Officer Lavinia stood before the enormous double doors that led into the highest spire of New Prahv, the lair of the guildmaster. To look at her, nothing would seem out of place: her cape spilled elegantly from her officer’s armor, her sword shone like a decorative piece one would hang above a mantel, and her three-sided medals displayed her district-spanning rank. But her brow trembled, more with frustration than with fear. And she clutched at a folded note in her hand, worrying it with her fingers. It read “Her Honor the Supreme Judge would have words with you.”
When the hussars opened the doors for her, she stepped up onto the azure-carpeted dais and gave the traditional nod of respect. Under the enormous Azorius signet, with its mazelike runes bounded within a perfect triangle, was her guildmaster, the Supreme Judge herself: the sphinx Isperia. A robed scribe who had almost more gray eyebrows than face stood nearby, holding a quill ready over a long roll of paper.

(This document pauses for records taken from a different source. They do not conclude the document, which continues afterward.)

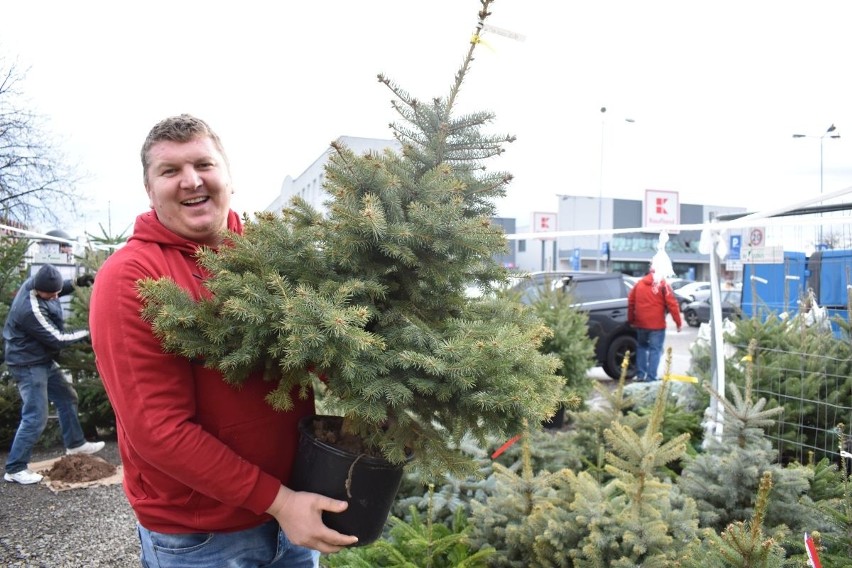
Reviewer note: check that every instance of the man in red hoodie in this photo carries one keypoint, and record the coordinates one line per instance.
(647, 304)
(206, 466)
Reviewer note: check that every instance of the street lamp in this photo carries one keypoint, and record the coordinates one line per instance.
(600, 189)
(830, 132)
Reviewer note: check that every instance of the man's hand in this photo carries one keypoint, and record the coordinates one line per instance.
(299, 514)
(85, 280)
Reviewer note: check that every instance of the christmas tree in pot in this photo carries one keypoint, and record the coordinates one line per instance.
(371, 296)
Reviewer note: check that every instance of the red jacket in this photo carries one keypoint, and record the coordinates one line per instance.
(647, 303)
(198, 454)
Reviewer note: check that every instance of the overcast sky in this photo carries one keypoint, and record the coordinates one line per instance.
(715, 90)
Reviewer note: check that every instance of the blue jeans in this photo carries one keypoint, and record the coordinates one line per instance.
(264, 546)
(649, 350)
(38, 385)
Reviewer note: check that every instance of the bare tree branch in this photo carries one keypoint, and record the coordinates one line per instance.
(35, 182)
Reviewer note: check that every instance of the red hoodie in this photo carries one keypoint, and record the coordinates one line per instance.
(198, 455)
(647, 304)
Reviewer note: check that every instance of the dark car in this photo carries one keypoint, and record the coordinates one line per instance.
(698, 312)
(603, 296)
(691, 292)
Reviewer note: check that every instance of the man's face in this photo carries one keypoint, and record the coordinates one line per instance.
(189, 186)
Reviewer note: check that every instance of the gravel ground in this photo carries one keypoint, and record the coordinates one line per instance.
(78, 528)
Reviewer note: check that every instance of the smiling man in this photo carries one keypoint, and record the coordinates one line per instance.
(205, 465)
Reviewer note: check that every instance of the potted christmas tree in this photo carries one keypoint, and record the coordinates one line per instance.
(371, 297)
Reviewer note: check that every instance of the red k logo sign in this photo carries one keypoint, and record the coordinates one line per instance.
(661, 209)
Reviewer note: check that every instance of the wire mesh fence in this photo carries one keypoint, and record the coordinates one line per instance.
(817, 403)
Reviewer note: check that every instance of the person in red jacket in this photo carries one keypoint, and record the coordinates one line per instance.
(647, 304)
(206, 466)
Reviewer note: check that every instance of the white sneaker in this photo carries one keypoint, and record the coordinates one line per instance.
(24, 477)
(87, 448)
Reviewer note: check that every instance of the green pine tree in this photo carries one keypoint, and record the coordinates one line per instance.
(724, 479)
(742, 544)
(373, 294)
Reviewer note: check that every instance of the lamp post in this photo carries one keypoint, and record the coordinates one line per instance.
(830, 132)
(600, 188)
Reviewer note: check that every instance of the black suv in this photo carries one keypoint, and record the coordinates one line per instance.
(603, 296)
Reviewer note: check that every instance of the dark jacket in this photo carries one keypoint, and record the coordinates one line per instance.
(35, 331)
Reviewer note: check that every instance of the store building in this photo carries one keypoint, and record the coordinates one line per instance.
(609, 234)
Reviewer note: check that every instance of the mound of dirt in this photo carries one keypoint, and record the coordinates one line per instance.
(80, 468)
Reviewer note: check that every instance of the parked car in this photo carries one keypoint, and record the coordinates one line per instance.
(698, 312)
(603, 296)
(691, 292)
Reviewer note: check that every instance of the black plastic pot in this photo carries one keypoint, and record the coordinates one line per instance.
(325, 469)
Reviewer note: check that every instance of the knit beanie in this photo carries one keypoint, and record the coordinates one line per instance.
(48, 279)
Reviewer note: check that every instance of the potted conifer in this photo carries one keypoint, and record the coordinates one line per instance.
(371, 296)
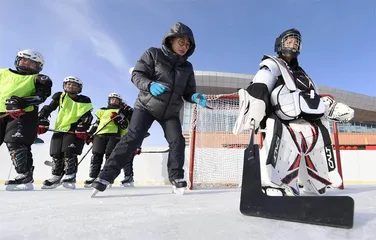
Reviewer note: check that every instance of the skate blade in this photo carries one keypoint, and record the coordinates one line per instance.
(178, 191)
(94, 193)
(20, 187)
(127, 185)
(69, 185)
(50, 187)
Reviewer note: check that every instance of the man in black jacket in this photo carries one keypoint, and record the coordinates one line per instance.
(164, 78)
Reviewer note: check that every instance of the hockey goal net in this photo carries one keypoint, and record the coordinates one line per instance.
(215, 153)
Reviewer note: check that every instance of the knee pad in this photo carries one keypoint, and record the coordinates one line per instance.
(57, 164)
(95, 165)
(280, 156)
(21, 156)
(70, 162)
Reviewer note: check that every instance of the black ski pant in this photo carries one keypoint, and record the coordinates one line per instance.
(124, 151)
(19, 134)
(64, 149)
(103, 145)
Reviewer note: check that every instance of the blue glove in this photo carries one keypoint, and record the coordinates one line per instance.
(200, 99)
(157, 89)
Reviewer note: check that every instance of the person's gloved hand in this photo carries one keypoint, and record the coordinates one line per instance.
(138, 151)
(200, 99)
(157, 89)
(43, 126)
(113, 115)
(89, 140)
(14, 106)
(81, 134)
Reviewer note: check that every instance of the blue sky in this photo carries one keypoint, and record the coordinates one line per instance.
(99, 40)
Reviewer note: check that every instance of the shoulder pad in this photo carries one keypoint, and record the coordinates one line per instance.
(56, 96)
(271, 65)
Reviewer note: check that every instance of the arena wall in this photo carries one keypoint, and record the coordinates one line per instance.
(150, 168)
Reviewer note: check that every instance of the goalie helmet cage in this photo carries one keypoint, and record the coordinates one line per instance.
(216, 154)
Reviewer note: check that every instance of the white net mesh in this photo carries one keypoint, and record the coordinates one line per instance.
(216, 154)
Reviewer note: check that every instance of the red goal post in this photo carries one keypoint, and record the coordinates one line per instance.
(216, 154)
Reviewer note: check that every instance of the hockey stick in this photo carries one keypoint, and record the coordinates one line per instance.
(59, 131)
(156, 151)
(332, 211)
(49, 163)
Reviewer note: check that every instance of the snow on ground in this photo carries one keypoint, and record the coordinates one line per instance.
(155, 213)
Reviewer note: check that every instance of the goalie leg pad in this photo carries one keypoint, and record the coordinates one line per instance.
(280, 158)
(250, 108)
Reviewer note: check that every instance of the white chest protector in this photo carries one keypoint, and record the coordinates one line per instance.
(287, 100)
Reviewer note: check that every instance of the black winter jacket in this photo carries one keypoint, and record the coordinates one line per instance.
(164, 66)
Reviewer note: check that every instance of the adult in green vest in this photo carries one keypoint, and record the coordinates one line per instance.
(22, 90)
(74, 117)
(109, 132)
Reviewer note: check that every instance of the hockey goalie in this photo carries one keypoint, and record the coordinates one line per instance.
(284, 101)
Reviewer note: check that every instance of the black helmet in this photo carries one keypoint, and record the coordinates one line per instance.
(288, 51)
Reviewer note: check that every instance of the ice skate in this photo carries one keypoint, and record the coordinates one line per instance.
(87, 183)
(179, 186)
(52, 182)
(99, 185)
(69, 181)
(127, 181)
(22, 182)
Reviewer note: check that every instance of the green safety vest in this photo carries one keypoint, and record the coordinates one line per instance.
(69, 112)
(12, 84)
(104, 115)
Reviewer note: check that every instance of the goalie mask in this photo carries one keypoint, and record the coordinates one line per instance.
(289, 43)
(114, 99)
(29, 62)
(72, 85)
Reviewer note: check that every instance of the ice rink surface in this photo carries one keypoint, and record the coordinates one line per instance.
(155, 213)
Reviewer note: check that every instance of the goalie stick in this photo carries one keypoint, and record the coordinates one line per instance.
(332, 211)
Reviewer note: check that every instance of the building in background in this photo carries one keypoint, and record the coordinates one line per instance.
(360, 133)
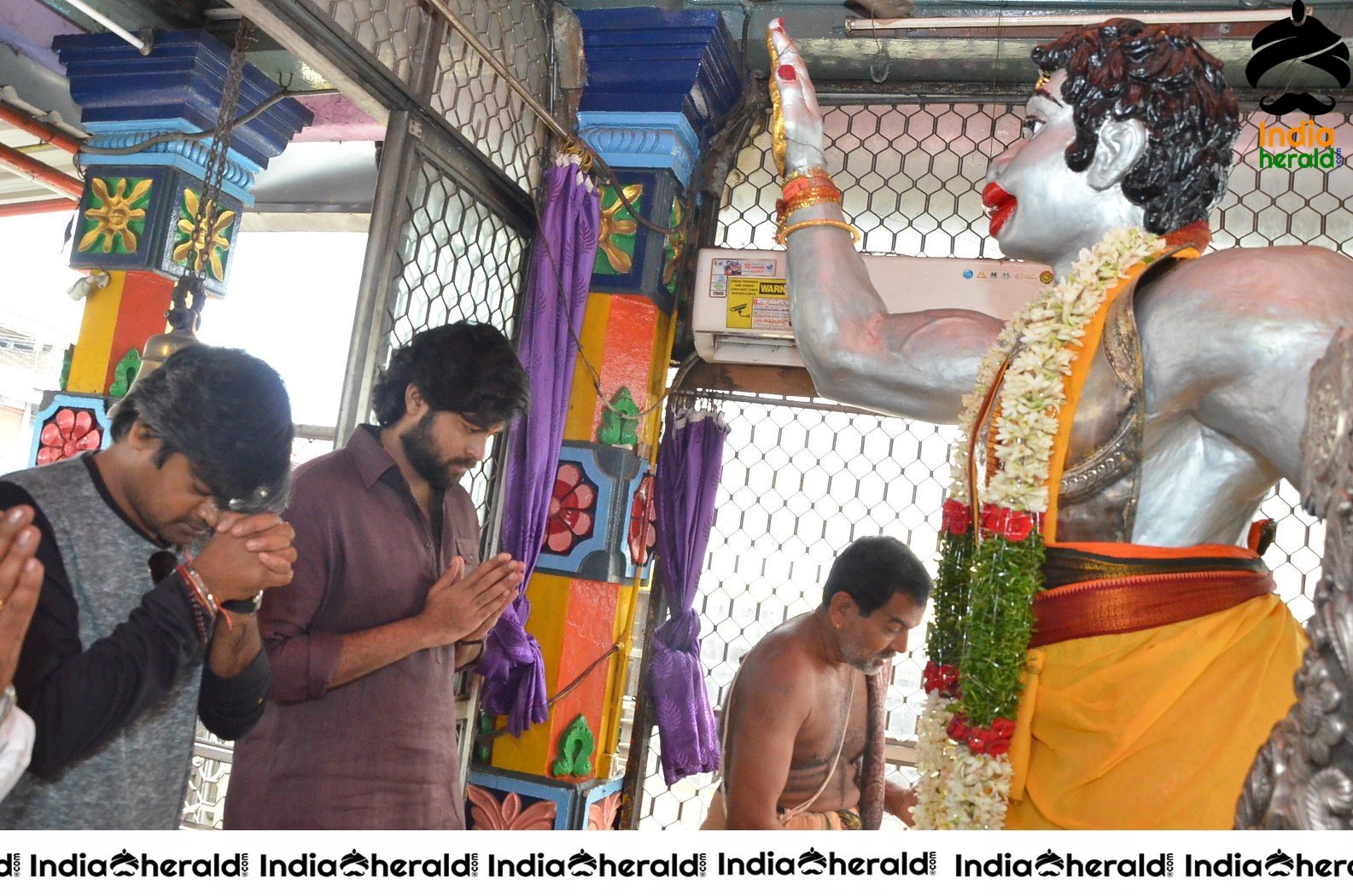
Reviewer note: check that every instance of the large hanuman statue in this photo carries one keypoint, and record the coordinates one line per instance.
(1107, 650)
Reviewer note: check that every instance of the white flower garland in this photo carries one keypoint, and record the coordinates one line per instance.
(957, 787)
(1047, 332)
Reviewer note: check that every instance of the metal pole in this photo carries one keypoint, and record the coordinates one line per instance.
(391, 182)
(113, 26)
(642, 729)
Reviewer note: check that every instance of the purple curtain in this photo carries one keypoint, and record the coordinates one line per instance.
(691, 459)
(557, 295)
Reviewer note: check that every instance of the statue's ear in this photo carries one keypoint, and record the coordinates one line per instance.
(1121, 145)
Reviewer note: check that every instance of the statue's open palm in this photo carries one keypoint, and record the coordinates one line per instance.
(796, 122)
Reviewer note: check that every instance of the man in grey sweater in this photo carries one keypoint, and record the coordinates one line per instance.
(134, 637)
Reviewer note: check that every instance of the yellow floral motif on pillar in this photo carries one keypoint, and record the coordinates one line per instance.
(115, 215)
(615, 224)
(212, 241)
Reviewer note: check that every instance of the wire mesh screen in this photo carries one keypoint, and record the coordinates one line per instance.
(453, 80)
(802, 480)
(475, 99)
(388, 30)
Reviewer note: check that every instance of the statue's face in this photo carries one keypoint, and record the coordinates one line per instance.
(1040, 209)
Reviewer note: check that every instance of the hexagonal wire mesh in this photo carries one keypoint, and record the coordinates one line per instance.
(462, 87)
(456, 260)
(802, 480)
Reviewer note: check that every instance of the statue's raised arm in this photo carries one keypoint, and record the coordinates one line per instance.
(916, 364)
(1107, 647)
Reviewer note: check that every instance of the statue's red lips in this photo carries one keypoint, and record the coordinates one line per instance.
(999, 205)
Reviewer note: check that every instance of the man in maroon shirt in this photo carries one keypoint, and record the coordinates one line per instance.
(388, 602)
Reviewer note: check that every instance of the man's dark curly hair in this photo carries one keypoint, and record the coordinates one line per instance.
(467, 369)
(1160, 75)
(228, 413)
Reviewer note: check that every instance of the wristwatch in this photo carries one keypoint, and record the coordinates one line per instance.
(247, 605)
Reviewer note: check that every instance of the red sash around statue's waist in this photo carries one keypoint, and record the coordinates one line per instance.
(1112, 589)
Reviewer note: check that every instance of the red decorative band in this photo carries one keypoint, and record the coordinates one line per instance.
(1135, 602)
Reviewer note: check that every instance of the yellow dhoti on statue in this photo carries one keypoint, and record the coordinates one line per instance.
(1123, 729)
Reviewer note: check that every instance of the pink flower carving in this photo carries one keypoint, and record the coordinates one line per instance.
(67, 434)
(642, 515)
(487, 814)
(573, 508)
(601, 815)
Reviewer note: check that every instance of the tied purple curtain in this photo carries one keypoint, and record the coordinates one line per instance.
(560, 270)
(691, 459)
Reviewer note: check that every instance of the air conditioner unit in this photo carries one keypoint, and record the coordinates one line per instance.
(742, 313)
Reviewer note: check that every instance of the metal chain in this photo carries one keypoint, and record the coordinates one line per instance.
(215, 173)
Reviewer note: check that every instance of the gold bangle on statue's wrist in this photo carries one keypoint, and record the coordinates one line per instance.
(816, 222)
(807, 171)
(785, 210)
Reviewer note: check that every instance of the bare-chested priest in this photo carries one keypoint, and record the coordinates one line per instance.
(797, 719)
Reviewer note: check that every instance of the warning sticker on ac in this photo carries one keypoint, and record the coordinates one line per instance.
(758, 304)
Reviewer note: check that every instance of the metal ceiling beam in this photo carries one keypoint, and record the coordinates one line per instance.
(46, 133)
(37, 207)
(39, 172)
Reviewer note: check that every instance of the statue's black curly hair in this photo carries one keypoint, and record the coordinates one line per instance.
(463, 367)
(1158, 73)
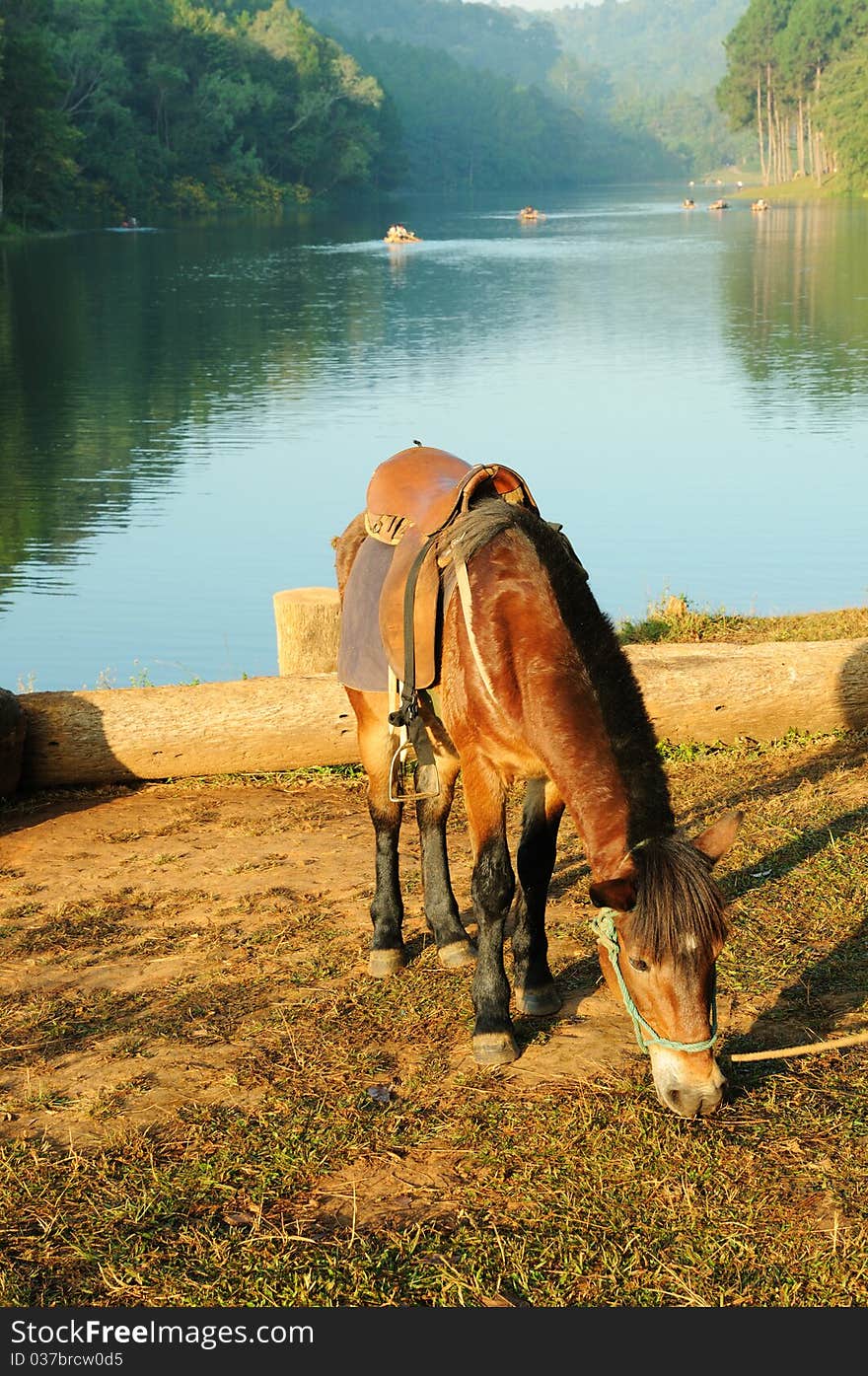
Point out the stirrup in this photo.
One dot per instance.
(425, 777)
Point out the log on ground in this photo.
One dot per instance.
(706, 692)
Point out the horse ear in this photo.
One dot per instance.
(614, 894)
(717, 838)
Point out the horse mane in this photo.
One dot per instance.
(610, 672)
(679, 909)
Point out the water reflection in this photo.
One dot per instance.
(187, 417)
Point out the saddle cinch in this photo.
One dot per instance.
(411, 500)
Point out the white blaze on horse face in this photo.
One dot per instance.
(689, 1084)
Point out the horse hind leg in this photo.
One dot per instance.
(387, 909)
(492, 888)
(534, 986)
(454, 948)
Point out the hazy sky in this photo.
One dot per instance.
(538, 4)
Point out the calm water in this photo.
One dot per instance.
(188, 415)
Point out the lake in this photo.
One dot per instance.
(191, 413)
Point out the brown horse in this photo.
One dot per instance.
(530, 685)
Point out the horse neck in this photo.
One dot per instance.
(592, 784)
(596, 735)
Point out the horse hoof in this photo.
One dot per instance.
(456, 955)
(494, 1048)
(538, 1003)
(382, 964)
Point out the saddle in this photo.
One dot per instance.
(411, 500)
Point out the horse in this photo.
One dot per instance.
(529, 685)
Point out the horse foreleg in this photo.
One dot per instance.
(454, 948)
(491, 887)
(387, 909)
(534, 986)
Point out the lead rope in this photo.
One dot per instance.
(604, 926)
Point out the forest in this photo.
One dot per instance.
(113, 107)
(798, 76)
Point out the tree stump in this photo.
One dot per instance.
(309, 622)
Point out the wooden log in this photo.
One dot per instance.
(715, 692)
(13, 728)
(253, 725)
(704, 692)
(307, 622)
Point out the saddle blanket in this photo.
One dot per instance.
(361, 655)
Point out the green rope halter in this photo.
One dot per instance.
(604, 926)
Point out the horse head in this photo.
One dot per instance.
(659, 933)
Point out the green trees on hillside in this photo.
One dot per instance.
(122, 104)
(797, 75)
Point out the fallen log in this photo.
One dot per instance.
(706, 692)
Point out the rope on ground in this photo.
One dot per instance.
(809, 1049)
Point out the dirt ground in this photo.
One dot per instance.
(147, 932)
(120, 903)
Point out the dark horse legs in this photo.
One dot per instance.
(387, 908)
(534, 986)
(492, 888)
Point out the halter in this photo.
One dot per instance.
(604, 926)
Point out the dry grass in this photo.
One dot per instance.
(333, 1146)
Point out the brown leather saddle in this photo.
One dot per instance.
(411, 500)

“Your Honor,” said Lavinia.
The scribe wrote on his paper, making a sharp scratching sound, and stopped again.
Isperia’s huge feathered wings were folded against her lionlike flanks, and she sat with her back arched nobly. Her paws flexed, pricking bits of the carpet with her claws.
The sphinx’s eyes focused directly on Lavinia. Some said the guildmaster never blinked, and Lavinia found no evidence to the contrary.
“You have returned from investigating the suspect,” said Isperia.
“Yes, Your Honor,” said Lavinia. “And yet Jace Beleren is not here before me now. Why is this?”
The scribe continued scratching. Lavinia couldn’t help flicking her eyes to him in annoyance.